The system also featured some very nice ports, alongside the obvious CD games; the 32X had a plagued but nontheless good Doom port, a close to definitive Space Harrier and a superb Mortal Kombat II conversion, a stellar port of Virtua Fighter and also a decent Virtua Racing Deluxe. Star Wars Arcade was another great demonstration of the systems capabilities and Sega even rolled out a new Zaxxon game on the system! Alas, there remain games with only marginal graphical upgrades due to better scrolling and resolution that didn't take full advantage of what was on offer, yet are still playable.
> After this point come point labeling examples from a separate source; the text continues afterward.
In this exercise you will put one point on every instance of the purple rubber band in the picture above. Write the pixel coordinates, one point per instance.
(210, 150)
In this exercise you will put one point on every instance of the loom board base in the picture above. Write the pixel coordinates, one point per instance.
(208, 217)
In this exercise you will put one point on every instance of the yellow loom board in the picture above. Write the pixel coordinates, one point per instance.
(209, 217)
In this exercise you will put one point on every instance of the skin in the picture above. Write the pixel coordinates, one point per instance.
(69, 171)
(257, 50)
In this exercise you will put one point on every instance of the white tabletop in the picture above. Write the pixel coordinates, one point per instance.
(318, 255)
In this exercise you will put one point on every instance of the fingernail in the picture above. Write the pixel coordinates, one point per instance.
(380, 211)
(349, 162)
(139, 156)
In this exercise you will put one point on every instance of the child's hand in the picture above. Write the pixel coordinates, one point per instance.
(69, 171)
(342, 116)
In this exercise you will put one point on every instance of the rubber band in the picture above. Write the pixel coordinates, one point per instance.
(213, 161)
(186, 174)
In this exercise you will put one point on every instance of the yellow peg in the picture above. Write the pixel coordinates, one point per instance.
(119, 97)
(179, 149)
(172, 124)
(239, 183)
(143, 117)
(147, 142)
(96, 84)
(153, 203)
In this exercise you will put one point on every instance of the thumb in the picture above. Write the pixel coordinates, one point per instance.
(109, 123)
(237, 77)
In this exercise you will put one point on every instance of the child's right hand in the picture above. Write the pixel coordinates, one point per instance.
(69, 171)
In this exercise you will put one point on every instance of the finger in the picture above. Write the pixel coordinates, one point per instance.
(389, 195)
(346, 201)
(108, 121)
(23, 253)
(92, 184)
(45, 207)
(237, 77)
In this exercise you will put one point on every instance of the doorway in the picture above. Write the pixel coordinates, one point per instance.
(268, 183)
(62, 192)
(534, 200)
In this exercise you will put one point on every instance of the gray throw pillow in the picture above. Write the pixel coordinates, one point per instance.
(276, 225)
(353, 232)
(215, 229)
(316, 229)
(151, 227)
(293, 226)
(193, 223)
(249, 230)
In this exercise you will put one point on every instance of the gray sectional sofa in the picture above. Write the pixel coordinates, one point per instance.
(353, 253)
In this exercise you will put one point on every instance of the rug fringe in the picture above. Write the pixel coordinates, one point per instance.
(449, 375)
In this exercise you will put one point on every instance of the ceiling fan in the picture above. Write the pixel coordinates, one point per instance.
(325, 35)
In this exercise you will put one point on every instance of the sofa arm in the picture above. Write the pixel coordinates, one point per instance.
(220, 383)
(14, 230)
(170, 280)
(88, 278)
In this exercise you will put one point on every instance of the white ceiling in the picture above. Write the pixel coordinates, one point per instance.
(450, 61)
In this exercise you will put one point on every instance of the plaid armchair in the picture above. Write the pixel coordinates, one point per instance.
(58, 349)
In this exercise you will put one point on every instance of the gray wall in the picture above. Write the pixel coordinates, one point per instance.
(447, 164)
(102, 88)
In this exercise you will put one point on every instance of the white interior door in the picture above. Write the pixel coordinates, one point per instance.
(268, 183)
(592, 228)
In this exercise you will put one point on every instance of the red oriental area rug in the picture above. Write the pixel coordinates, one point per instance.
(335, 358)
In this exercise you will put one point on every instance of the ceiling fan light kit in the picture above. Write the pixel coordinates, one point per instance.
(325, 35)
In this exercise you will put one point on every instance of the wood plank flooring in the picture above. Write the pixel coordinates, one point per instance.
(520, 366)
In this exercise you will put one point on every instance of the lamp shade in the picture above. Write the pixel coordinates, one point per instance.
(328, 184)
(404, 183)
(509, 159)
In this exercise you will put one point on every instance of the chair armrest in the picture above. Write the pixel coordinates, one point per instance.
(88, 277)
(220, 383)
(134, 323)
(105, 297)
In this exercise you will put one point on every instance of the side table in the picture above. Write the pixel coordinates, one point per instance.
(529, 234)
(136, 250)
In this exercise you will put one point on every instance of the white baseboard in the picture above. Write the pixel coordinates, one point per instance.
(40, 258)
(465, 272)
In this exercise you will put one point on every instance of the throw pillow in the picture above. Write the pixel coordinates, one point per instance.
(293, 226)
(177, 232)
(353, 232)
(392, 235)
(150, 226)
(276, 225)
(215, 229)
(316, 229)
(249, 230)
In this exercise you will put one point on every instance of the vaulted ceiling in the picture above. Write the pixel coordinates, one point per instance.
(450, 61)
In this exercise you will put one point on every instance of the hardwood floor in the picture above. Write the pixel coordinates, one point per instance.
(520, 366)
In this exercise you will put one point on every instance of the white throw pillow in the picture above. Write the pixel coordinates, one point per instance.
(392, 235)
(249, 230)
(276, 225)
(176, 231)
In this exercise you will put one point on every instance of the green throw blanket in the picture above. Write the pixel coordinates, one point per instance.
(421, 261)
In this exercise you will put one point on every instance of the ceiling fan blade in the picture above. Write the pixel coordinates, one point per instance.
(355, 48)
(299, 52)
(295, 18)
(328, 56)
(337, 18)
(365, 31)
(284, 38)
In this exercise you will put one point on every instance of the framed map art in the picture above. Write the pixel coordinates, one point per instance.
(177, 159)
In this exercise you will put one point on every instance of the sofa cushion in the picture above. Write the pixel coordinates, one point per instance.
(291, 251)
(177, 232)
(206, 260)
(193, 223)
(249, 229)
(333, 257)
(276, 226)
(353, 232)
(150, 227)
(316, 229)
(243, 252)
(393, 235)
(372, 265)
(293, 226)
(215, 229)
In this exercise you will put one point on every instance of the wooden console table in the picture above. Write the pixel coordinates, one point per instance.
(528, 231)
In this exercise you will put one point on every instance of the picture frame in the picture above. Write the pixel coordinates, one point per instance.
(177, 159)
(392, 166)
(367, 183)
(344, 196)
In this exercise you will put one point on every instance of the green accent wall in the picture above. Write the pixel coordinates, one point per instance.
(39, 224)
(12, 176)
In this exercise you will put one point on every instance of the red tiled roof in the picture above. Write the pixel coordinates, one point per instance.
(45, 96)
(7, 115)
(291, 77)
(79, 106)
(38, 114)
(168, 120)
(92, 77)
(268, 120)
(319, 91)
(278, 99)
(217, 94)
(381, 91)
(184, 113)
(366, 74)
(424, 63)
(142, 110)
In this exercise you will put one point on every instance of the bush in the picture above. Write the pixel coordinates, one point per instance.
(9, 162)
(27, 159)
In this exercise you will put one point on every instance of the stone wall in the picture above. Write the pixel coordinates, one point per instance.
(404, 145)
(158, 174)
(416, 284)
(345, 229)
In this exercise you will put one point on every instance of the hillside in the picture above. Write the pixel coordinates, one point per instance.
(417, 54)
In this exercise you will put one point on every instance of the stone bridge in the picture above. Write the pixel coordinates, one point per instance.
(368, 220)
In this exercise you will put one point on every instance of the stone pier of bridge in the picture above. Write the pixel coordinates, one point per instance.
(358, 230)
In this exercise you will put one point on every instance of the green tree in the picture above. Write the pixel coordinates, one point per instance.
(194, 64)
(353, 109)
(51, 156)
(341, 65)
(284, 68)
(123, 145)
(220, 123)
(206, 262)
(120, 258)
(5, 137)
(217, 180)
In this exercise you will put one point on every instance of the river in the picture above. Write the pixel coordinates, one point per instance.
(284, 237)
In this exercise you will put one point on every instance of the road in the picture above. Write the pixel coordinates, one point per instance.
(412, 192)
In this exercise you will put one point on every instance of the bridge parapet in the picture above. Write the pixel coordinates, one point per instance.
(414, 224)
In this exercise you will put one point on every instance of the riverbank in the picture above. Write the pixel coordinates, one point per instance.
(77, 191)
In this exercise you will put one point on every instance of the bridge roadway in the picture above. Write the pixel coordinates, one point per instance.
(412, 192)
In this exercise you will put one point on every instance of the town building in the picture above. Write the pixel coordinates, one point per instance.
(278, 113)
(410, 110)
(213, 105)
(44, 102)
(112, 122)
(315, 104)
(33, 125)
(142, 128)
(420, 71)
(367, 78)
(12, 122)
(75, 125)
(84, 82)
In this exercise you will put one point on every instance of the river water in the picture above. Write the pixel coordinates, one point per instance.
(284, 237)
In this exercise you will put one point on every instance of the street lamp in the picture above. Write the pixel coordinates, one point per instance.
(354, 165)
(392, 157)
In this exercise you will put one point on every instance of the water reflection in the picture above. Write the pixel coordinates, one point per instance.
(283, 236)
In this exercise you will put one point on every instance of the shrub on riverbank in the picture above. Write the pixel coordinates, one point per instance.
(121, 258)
Games like Primal Rage, WWF Raw and WrestleMania: The Arcade Game, NBA Jam TE and Fifa 96. You have to wonder what could have happened if the developers had really made an effort, cheap ports really are the bane of new hardware launches.
Overall, the Sega 32X is something that the majority of gamers appear highly indifferent over. Largerly derided and/or ignored, we here at Retro Game Geeks say: why not give it a shot? Its not 1994 any more so lets just judge the games on how they play and how they have stood the test of time. Have fun with it all, as if we all held a grudge...I wouldn't own a SNES. Or PlayStation. Whether its nostalgia or intrigue, the Sega 32X is still an important part of gaming history and has literally spawned nothing quite like it in its wake. Go deeper in researching the history of the consoles development hell and you'll unveil a web that makes The Social Network look like nothing. This is the Sega 32X. The what could have been, the what should have been.